Presso il Kennedy Space Center della NASA, i ricercatori dell’Università del North Dakota stanno testando il primo modello di tuta che dovrebbe accompagnare i futuri astronauti sulla superficie di Marte.
La tuta, chiamata NDX-1, deve possedere una serie di caratteristiche la rendano più simile ad una vera e propria navicella spaziale autosufficiente, puntando necessariamente su un’ampia mobilità, resistenza e leggerezza.
Non è una sfida facile: bisogna miniaturizzare tutte le componenti elettroniche, e creare tessuti e protezioni che permettano agli astronauti la più ampia capacità di movimento, soprattutto per i lavori sul terreno marziano.
Bisogna tener presente che su Marte ci sono venti e tempeste di sabbia, la temperatura oscilla tra i -100°C ed i 20°C, la gravità è un terzo di quella terrestre e la pressione atmosferica è solo l’1%.
“La nostra intenzione è quella di far progredire lo stato dell’arte in materia di design e sviluppo di nuove tute spaziali, cercando di proporre soluzioni per gli esploratori del futuro“, afferma Pablo De Leon, a capo dei ricercatori che stanno eseguendo i test.

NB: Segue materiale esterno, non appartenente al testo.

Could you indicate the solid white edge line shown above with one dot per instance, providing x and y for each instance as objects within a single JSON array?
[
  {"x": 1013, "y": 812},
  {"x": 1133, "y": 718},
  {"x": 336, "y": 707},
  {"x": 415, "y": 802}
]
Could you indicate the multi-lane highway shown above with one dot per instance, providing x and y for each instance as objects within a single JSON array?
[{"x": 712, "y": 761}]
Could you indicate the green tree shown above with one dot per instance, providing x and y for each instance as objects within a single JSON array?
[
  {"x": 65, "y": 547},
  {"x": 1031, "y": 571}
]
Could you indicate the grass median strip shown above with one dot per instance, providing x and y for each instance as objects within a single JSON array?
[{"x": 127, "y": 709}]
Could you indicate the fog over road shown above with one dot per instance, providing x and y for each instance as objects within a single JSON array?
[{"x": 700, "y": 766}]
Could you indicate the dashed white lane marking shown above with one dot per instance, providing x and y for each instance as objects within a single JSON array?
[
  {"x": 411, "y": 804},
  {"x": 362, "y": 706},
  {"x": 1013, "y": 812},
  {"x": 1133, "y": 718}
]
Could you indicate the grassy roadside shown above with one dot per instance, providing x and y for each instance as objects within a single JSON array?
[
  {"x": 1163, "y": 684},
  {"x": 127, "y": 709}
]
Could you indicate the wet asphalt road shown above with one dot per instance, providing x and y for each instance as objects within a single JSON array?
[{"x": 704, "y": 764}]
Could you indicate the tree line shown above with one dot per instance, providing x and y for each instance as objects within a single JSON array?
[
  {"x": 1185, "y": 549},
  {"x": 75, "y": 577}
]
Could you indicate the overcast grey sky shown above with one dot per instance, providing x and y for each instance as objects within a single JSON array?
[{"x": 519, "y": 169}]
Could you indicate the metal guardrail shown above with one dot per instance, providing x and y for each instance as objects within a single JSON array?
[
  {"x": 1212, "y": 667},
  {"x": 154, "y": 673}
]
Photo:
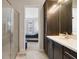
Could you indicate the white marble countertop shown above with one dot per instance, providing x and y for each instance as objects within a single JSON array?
[{"x": 70, "y": 43}]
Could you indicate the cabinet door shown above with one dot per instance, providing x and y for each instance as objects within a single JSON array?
[
  {"x": 69, "y": 54},
  {"x": 57, "y": 51},
  {"x": 50, "y": 49}
]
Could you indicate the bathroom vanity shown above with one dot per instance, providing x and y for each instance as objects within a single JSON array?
[{"x": 58, "y": 47}]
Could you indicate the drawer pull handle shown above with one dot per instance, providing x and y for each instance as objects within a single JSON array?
[{"x": 70, "y": 55}]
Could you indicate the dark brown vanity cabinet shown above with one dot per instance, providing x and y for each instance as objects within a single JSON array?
[
  {"x": 58, "y": 51},
  {"x": 50, "y": 49},
  {"x": 65, "y": 17},
  {"x": 55, "y": 50},
  {"x": 46, "y": 45},
  {"x": 51, "y": 22},
  {"x": 69, "y": 54},
  {"x": 59, "y": 19}
]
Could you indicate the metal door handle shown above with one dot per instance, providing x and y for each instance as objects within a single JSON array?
[{"x": 70, "y": 55}]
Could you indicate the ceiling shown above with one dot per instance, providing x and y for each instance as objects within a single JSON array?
[{"x": 23, "y": 3}]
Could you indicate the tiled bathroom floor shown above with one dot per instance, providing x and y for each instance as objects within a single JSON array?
[{"x": 33, "y": 52}]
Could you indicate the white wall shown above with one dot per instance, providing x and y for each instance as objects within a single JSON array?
[
  {"x": 41, "y": 19},
  {"x": 74, "y": 21}
]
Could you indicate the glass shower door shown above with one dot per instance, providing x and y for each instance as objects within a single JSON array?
[{"x": 6, "y": 33}]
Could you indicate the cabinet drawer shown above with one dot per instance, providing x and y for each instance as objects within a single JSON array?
[{"x": 69, "y": 54}]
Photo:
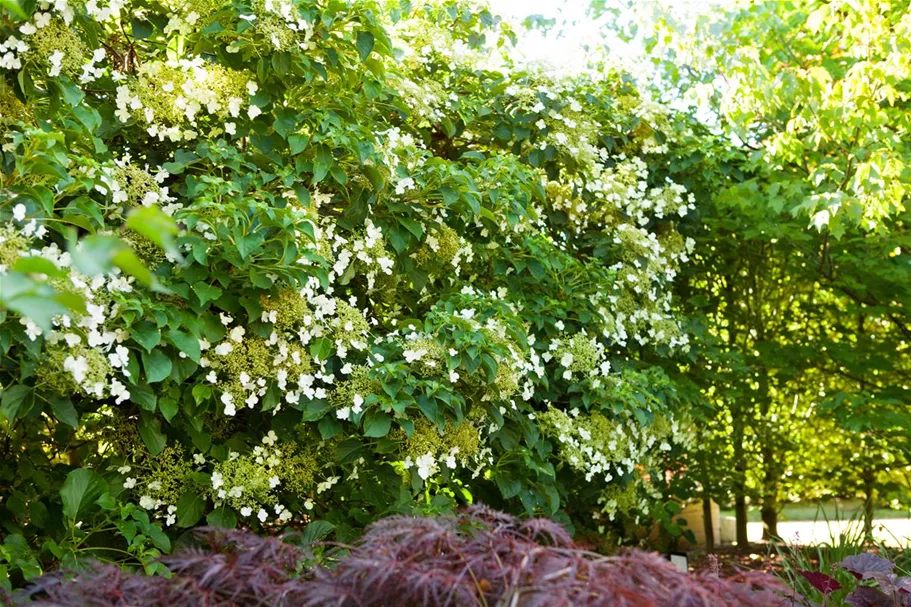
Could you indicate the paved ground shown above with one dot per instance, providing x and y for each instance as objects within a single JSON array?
[{"x": 893, "y": 532}]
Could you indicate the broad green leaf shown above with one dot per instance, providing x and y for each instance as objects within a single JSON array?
[
  {"x": 190, "y": 507},
  {"x": 157, "y": 366},
  {"x": 80, "y": 490},
  {"x": 365, "y": 43},
  {"x": 150, "y": 431},
  {"x": 376, "y": 423},
  {"x": 222, "y": 517}
]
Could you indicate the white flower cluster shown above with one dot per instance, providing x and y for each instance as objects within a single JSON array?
[{"x": 82, "y": 350}]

L’effettiva funzionalità della tuta è stata testata in mezzo al deserto ed in ambienti terrestri che simulino quello marziano; ora che NDX-1 si trova al Kennedy Space Center, è cominciata una nuova serie di test in un ambiente chiuso ed isolato in cui vengono simulate tutte le possibili condizioni note che potrebbero incontrare futuri astronauti su altri mondi.
Di particolare importanza è l’utilizzo in questi test della regolite: le missioni Apollo sbarcate sulla Luna ci hanno mostrato come la fine regolite si insinui ovunque nella tuta, nelle apparecchiature e nei moduli stessi. I designer possono così testare l’effettivo isolamento delle giunture e delle varie componenti rispetto a questo materiale invasivo onnipresente soprattutto sulla superficie lunare.
Nel frattempo, presso il Johnson Space Center, la NASA sta testando altri due prototipi: Prototype Exploration Suite (PXS) e Z-2. La prima, adatta ad ambienti a con bassa gravità o gravità assente, la seconda punta invece alla massima mobilità sulla superficie di un pianeta minimizzando l’equipaggiamento necessario per svolgere tutte le attività esplorative.